Ese lunes, antes de llegar a su despacho en la octava planta del edificio central de la FEMA, en Washington D. C., el director fue abordado por Anne Perkins. Llevaba en la mano los últimos datos físicos recopilados con relación a los seísmos sufridos en Europa el pasado viernes. A esa catástrofe debían sumarse las alarmantes noticias que llegaban desde España, donde aquella madrugada se había producido una gran explosión en una planta química, provocada, según las primeras informaciones, por un temblor de tierra que había arrasado gran parte de una ciudad del Mediterráneo español. Las informaciones sobre la devastación eran impactantes, aunque escasas. Carber hizo un gesto con la mano indicándole a Perkins que lo siguiese. Al llegar al despacho, saludó de pasada con un escueto «Buenos días» a Lynda Evans, su secretaria, una fiel empleada que le había seguido en todos y cada uno de los destinos dentro de la Agencia.

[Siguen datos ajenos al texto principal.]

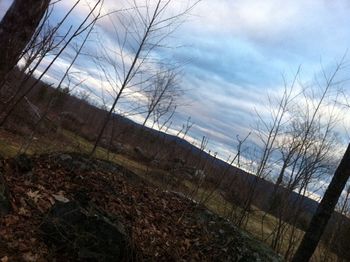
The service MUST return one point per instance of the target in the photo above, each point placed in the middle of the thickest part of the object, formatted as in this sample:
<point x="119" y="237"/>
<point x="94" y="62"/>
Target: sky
<point x="236" y="53"/>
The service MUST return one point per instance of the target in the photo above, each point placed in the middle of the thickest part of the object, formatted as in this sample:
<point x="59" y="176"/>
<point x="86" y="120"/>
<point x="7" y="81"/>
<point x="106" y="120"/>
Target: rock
<point x="65" y="157"/>
<point x="23" y="163"/>
<point x="5" y="205"/>
<point x="86" y="232"/>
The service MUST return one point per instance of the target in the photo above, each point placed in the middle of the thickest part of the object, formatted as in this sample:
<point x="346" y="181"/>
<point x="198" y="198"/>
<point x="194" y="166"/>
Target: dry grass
<point x="70" y="142"/>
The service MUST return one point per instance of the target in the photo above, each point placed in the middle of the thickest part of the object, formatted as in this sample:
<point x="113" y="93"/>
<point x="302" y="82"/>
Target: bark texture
<point x="324" y="210"/>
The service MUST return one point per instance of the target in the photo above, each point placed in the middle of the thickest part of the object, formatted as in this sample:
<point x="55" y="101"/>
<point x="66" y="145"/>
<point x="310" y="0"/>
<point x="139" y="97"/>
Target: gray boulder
<point x="86" y="232"/>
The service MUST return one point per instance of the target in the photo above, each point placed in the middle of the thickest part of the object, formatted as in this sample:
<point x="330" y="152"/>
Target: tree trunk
<point x="16" y="30"/>
<point x="324" y="210"/>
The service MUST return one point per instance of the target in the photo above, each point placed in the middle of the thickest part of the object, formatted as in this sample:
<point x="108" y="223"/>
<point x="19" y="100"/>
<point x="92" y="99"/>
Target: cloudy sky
<point x="236" y="53"/>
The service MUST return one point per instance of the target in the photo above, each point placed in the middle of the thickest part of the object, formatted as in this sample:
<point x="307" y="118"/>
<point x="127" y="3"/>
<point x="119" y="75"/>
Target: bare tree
<point x="144" y="30"/>
<point x="324" y="210"/>
<point x="16" y="30"/>
<point x="162" y="96"/>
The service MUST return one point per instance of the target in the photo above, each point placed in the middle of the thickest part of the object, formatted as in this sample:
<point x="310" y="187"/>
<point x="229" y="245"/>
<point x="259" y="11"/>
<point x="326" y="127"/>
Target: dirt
<point x="161" y="226"/>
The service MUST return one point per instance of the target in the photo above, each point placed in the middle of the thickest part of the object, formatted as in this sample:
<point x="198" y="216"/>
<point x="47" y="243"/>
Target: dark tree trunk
<point x="16" y="30"/>
<point x="324" y="210"/>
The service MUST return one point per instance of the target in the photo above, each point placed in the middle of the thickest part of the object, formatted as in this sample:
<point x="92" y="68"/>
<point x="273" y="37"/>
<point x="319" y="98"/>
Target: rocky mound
<point x="66" y="207"/>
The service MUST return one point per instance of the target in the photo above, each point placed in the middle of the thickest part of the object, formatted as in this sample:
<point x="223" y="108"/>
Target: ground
<point x="161" y="225"/>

Anne Perkins era la principal colaboradora de Carber. Se trataba de una mujer de mediana edad; su cabello era de un intenso color cobrizo que acostumbraba a llevar recogido; solía vestir sobrios trajes de falda y chaqueta que le proporcionaban una imagen de seriedad, elegancia y seguridad en sí misma. En definitiva, una mujer atractiva y ciertamente sensual. Había comenzado a trabajar para Carber prácticamente un año después de que este asumiera la dirección de la agencia y, desde entonces, había estado presente en cada una de las decisiones que este había tomado. Se había convertido en su máximo apoyo; ella era sus ojos y sus oídos dentro y fuera de la agencia, una fiel consejera, eficaz ayudante y gran confidente. Incluso entre ambos existía una especial conexión que, a veces, se podía haber llegado a malinterpretar. Pese a ello, aquel sentimiento no pasaba de ser un afecto y reconocimiento mutuos.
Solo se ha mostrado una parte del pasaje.